The newspaper, which fled the area for the suburbs years ago, didn't report whether the railroad has given up its control of the urban waste area. Nor did it point out that Underground Atlanta is being redeveloped along similar lines a few yards away. Perhaps the 20,000 new Amazon workers will want to live in downtown Atlanta, but Midtown, Buckhead, Virginia-Highland and revitalized Beltline communities seem more likely.
Although the office space envisioned by CIM would meet Amazon's needs, I'm skeptical that the Seattle-based online giant would want to place its second headquarters in the gulch. The viaduct blocks a lot of sunlight. The CIM plan is the latest for the area. A few years ago, the rage was a new Amtrak train station, only steps away from the two downtown rail stations torn down years ago.
Even if Amazon chooses Atlanta for its HQ2, which is doubtful, other sites around the metro area surely would be more appealing. Downtown is more palatable than it was years ago, with the College Football Hall of Fame, Centennial Olympic Park and the Coca-Cola and civil rights museums, but it still lacks the hip appeal that Amazon seeks.
Why would a company that sells stuff online want to co-exist besides so much traditional retail space? The old brick and mortar retail business appears as much of a doomed model as print newspapers. Without residents in the apartment complex, which would follow those popping up like poisonous mushrooms around the city, the stores would have no customer base.
Why would there be a market for 1,500 hotel rooms in that part of downtown Atlanta? Plans were recently announced for a significant hotel development at Phipps Plaza up in Buckhead. More hotel space is also planned for near the airport, which would be more convenient for fast business meetings for those flying in for the day. Since Atlanta has few attractions for travelers, who do they believe will use all of those hotel rooms? Perhaps one day the hotels will be converted into "affordable housing."
Atlanta is not the convention location it once was. The World Congress Center is no longer competitive for big national conventions, and the Georgia Dome was torn down instead of being converted into convention space. No plans exist to boost downtown's convention facilities.

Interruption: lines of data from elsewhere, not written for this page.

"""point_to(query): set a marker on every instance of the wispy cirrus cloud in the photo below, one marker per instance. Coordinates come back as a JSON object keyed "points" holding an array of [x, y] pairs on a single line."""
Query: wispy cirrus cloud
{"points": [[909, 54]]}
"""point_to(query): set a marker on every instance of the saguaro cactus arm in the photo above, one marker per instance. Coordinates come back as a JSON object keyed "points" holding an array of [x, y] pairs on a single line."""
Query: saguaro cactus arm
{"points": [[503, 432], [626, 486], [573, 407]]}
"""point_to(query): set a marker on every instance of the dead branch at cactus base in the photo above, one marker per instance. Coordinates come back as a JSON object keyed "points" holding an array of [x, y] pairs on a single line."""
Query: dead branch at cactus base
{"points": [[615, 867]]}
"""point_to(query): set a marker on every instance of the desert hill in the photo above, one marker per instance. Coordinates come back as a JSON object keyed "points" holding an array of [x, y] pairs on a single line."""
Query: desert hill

The need for more hotel rooms anywhere in the city is dubious, when teleconferencing is a growing business model.
The Hawks recently renovated Philips Arena with a generous financial boost from outgoing Mayor Kasim Reed, but Tony Ressler's team looks barely equipped to compete with a developmental league opponent. The wrecking of a once good NBA team is an outrage, especially the loss of all-star center and outstanding citizen Al Horford to the Celtics. Outside of transplanted fans of other teams, who wants to go downtown to see the Hawks? Or stay in a hotel there?
Arthur Blank's glowing new Mercedes Benz Stadium is nearby, but the Falcons only play eight home games a year. The Atlanta United soccer team proved more popular than the collapsing Braves, who also decamped to the suburbs, but I doubt there's enough soccer fans to keep 1,500 hotel rooms filled.
CIM called its state filing a "conceptual plan," the AJC said. A delusional pipe dream is more like it.